Zgadzam się całkowicie, to jest w ogóle kompletne kuriozum, że przystanki nadal są tak jak Niemiec zaprojektował 150 lat temu 2-3 kilometry od wsi, gdy komunikacji samochodowej w ogóle jeszcze nie było, więc ludzie tyle szli na pociąg gdy jako alternatywę mieli dyliżans. Jednak realia komunikacyjne mocno się zmieniły od tego czasu, szkoda że nie na kolei. Jakoś w Niemczech czy Czechach nie ma większego problemu z przesunięciem przystanku kolejowego nawet o 300 metrów, a u nas to epokowa inwestycja raz na 50 lat. Co do Urzędu Marszałkowskiego to prawda, że interesuje go tylko około wrocławskie podwórko, a reszta im totalnie zwisa. Jak kasa jest do wydania, to byle tylko wydać, byle jak i bez konsultacji z mieszkańcami. Potem zdziwienie że ludzie nie chcą korzystać z kolei i nadal ludzi wożą zdechłe busy po dziurawych drogach.
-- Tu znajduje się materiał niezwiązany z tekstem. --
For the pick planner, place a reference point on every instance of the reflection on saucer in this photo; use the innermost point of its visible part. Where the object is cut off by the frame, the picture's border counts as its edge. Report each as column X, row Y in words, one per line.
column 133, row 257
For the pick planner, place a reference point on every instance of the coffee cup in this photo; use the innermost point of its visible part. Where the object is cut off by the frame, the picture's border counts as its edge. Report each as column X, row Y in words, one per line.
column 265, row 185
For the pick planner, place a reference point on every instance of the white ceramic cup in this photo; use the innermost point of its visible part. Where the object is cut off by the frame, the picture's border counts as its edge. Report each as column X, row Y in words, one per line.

Zgorzelec w ogóle nie potrzebuje aż tylu pociągów do Wrocławia. Nowa Ruda nie ma ani jednego i żyje. Podobnie Lubin. A mieszkańcy tych miast też jeżdżą załatwiać różne sprawy do miasta. Dlatego dobrym pomysłem jest wydłużenie niektórych pociągów Jelenia Góra – Görlitz do Drezna (na początek 3 pary wystarczą: rano, po południu i wieczorem). Frekwencja na pewno byłaby dużo wyższa niż z Wrocławia, bo Niemcy kochają jeździć w góry pociągami. Dla porównania: z Drezna do Liberca jeździ 5 par pociągów dziennie i jeżdżą one mocno napełnione. A do Wrocławia tylko trzy i wożą powietrze. Skierowanie Desir z Niemiec do Jeleniej Góry pozwoliłoby uwolnić SZT, których jest poważny deficyt i skierować jedną sztukę na inną trasę. I tak, 3 pary pociągów Wrocław – Węgliniec – Zgorzelec, plus 3 pary Jelenia Góra – Drezno, plus 3 pary Jelenia Góra – Görlitz (skomunikowane w Lubaniu z pociągami Wrocław – Jelenia Góra – Wrocław) byłoby optymalnym rozwiązaniem.
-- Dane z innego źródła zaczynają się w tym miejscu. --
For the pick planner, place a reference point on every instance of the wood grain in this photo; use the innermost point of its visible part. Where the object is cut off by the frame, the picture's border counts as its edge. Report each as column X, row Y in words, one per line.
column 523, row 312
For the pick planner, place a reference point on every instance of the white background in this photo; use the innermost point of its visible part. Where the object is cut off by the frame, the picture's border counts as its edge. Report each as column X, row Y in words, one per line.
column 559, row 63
Warto dodać, że po modernizacji i elektryfikacji linii Jelenia Góra – Zgorzelec wszystkie pociągi do Zgorzelca zostaną przetrasowane przez Jelenią Górę i Wałbrzych, natomiast pociągi z Węglińca skierowane do Lubania. Dzięki temu nie trzeba będzie pchać pociągów z Węglińca do Zgorzelca przez Bory Dolnośląskie, gdzie pociągi wożą powietrze (obecnie jeżdżą na tej trasie najkrótsze szynobusy SA135, a i one jeżdżą prawie puste). Pociągi do Drezna natomiast zostają zlikwidowane, już od grudnia b.r., gdyż frekwencja w nich była bardzo słaba (średnio 5 osób na pociąg). Takie są plany UMWD.
Potrzebny jest IC Drezno – Zgorzelec – Warszawa
A kto będzie jeździł tym pociągiem? Muchy? Z Drezna do Warszawy szybciej dojedzie się przez Berlin, nie ma sensu pchać pociągów przez Bory Dolnośląskie, do których zaglądają tylko grzybiarze i tylko w październiku.
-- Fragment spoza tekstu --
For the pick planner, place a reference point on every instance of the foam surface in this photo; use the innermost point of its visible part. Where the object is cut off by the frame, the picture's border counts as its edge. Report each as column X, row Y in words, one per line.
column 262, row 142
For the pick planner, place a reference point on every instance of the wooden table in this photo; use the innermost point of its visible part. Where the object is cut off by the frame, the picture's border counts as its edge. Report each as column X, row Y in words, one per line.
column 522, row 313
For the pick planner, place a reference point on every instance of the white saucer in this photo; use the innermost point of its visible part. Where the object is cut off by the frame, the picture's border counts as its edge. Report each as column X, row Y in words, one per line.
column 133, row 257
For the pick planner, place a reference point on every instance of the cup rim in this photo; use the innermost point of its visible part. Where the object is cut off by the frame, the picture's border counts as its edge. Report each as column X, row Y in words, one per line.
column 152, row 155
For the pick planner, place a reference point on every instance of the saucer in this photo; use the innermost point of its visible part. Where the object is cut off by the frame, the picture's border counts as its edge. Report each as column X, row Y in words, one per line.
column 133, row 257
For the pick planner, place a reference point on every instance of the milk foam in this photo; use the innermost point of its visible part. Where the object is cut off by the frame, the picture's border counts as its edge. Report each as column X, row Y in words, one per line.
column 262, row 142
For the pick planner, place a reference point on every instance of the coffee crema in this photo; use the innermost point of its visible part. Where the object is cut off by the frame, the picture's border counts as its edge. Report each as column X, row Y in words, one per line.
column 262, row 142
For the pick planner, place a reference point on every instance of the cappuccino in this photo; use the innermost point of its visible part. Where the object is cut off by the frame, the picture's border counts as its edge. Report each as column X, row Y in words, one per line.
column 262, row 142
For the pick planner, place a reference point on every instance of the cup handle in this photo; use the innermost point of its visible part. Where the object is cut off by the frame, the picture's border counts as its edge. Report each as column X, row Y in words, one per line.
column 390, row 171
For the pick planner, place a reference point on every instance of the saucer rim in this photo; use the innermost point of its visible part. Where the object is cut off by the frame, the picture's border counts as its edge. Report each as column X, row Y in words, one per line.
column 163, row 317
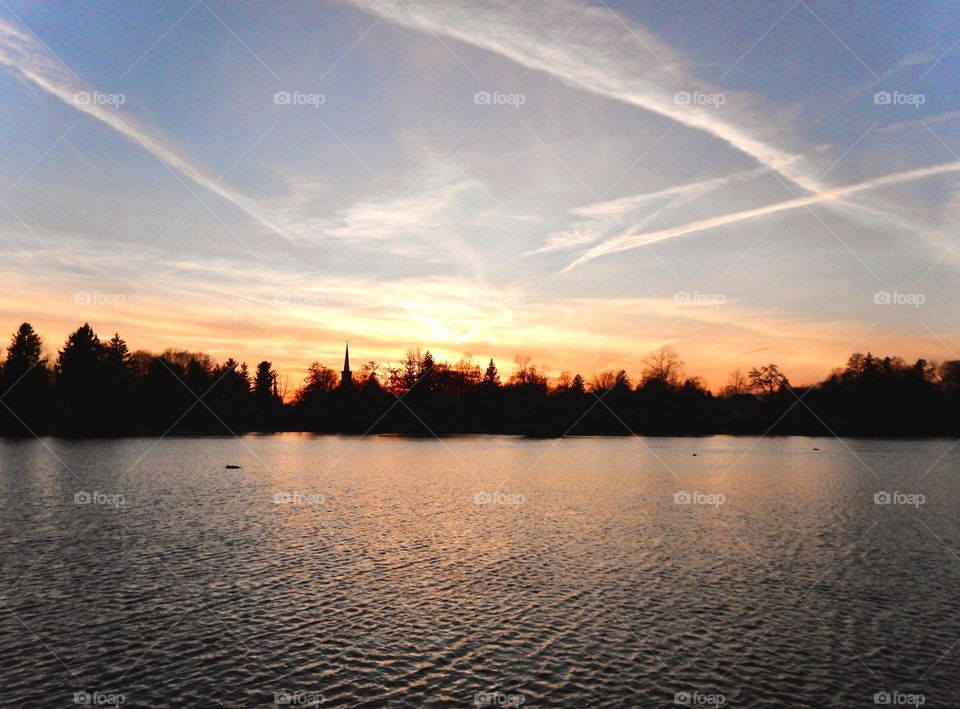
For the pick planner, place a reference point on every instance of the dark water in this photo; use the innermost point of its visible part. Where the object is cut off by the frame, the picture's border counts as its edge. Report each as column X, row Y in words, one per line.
column 365, row 573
Ciekawe, kto z was jeździł ze Zgorzelca do Wrocławia w okresie roku szkolnego i akademickiego. Ja jeżdżę niemal co tydzień i znaleźć miejsce siedzące w składzie z Wrocławia na Drezno o 18:18 graniczy z cudem, na peronie odbywają się dantejskie sceny i trzeba nieźle namachać się łokciami, żeby zająć fotel. Oszem, ten tłok rozładowuje się za Bolesławcem i skład do Zgorzelca nie jest już tak załadowany,, niemniej jednak sporo studentów dziennych i zaocznych korzysta z połączeń Wrocław-Zgorzelec i Zgorzelec-Wrocław o różnych porach dnia. Zabrać takie połączenie to odciąć powiatowe miasto od świata.
@Anna
Może raz jechałaś i pociąg był akurat zatłoczony. A na co dzień pociągi do Drezna wożą powietrze. Tutaj masz artykuł z danymi samego przewoźnika, według którego w pociągach do Drezna jeździ średnio 5 osób na skład: http://www.radiowroclaw.pl/articles/view/52219/Wroclaw-Drezno-z-sukcesem
Liczby nie kłamią.
A tutaj filmik z tego pociągu z okolic Bolesławca (mniej więcej połowa trasy pociągu): https://www.youtube.com/watch?v=MCvu1xxQXNA
Świetnie widać jaki to jest muchowóz.
Jeżdżę tymi pociągami bardzo często o różnych porach dnia i zwykle liczba pasażerów jest niewiele większa niż obsługi pociągu.
Na szczęście od grudnia muchowozy do Drezna są likwidowane. I bardzo dobrze, bo mało ludzi nimi jeździ, a koszty uruchomienia są ogromne (trzeba dzierżawić pociągi od Deutsche Bahn). Zresztą Zgorzelec ogólnie nie generuje dużej frekwencji.